AT&T strikes out at Google Voice

AT&T has sent a letter to the FCC alleging that Google's Google Voice service is violating call connection rules. In addition, AT&T believes that Google is also violating the FCC's "net neutrality" principles that were created to enable users to access any legal Internet service. This latest accusation is likely to be one of many skirmishes over network management that will become common between classic telephone providers and newer Internet companies.

Robert Quinn, AT&T's senior vice president for federal regulations, argued in a letter to the FCC that Google not only gains an unfair advantage if its service goes unregulated, but also that Internet providers overall should be subject to the same regulation as traditional telephone operators.   

"To the extent 'net neutrality' is animated by a concern about ostensible Internet 'gatekeepers,' that concern must necessarily apply to application, service and content providers," Quinn wrote in the letter. He added that the FCC "cannot, through inaction or otherwise, give Google a special privilege to play by its own rules while the rest of the industry, including those who compete with Google, must instead adhere to (FCC) regulations."

Interestingly, AT&T's letter arose only a few days after FCC Chairman Julius Genachowski proposed net neutrality rules for wireless and wireline service providers.

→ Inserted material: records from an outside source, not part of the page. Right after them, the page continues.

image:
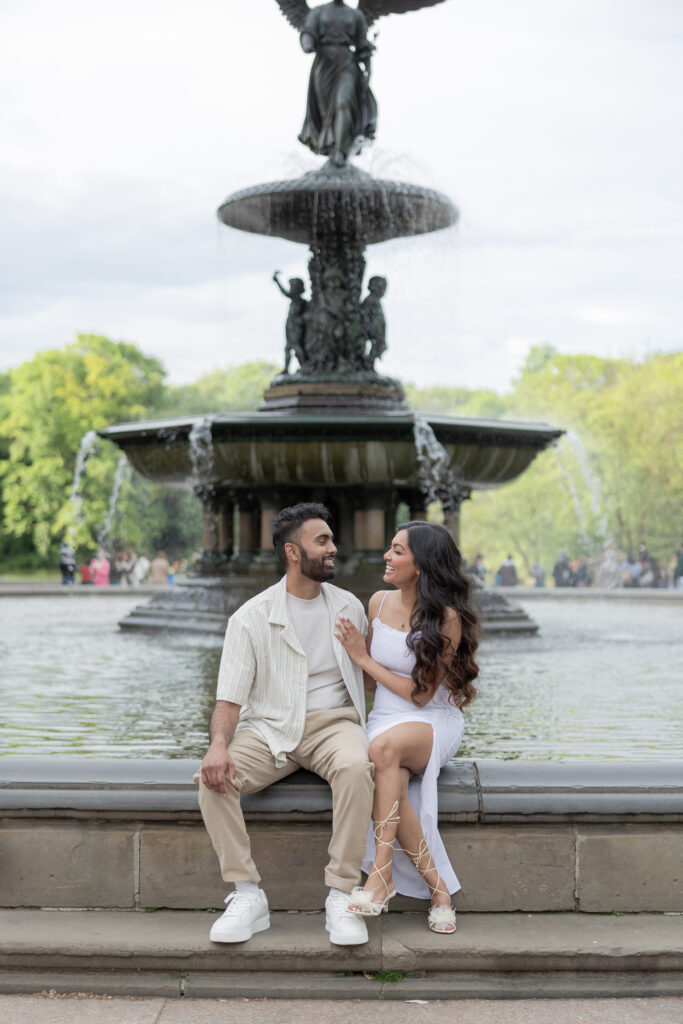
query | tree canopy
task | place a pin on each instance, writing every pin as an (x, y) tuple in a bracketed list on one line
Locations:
[(616, 475)]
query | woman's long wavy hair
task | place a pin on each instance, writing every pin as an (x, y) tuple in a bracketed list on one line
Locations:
[(440, 585)]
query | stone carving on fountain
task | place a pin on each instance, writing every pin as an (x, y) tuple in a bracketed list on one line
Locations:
[(331, 427), (338, 335)]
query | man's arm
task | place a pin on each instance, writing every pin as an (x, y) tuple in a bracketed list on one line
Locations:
[(217, 762)]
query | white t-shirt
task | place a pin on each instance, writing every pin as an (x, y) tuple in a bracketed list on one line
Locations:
[(311, 625)]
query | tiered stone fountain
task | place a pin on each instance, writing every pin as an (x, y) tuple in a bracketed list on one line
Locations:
[(335, 430)]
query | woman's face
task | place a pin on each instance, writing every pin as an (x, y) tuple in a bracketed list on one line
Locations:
[(400, 568)]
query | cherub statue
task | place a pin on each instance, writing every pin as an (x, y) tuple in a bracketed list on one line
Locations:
[(373, 318), (295, 329), (341, 109)]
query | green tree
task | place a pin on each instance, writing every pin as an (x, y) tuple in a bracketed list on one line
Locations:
[(238, 389), (53, 399)]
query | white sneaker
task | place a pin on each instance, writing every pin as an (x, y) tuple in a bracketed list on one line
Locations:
[(246, 914), (345, 929)]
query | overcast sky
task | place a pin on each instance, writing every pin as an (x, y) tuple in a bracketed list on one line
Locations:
[(554, 125)]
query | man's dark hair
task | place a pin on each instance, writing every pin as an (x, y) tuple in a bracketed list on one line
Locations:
[(289, 521)]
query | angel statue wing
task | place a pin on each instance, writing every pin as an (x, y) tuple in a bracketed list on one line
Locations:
[(376, 8), (295, 11)]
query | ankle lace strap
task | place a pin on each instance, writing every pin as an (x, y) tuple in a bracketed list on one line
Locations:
[(392, 818)]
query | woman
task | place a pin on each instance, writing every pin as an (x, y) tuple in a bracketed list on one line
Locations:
[(420, 651)]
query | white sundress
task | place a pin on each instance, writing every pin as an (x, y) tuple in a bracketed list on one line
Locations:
[(389, 648)]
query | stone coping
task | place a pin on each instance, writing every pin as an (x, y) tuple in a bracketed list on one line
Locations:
[(485, 791)]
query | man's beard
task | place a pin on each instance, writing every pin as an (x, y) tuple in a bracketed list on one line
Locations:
[(314, 568)]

In response, Google executives said in a blog posting on Friday that Google Voice is not subject to the same rules put on traditional phone companies because subscribers only can use it if they have existing phone service. The FCC's proposed net neutrality rules "apply only to broadband carriers -- not Web-based software applications. Even though the FCC does not have jurisdiction over software applications, AT&T apparently wants to use the regulatory process to undermine Web-based competition and innovation.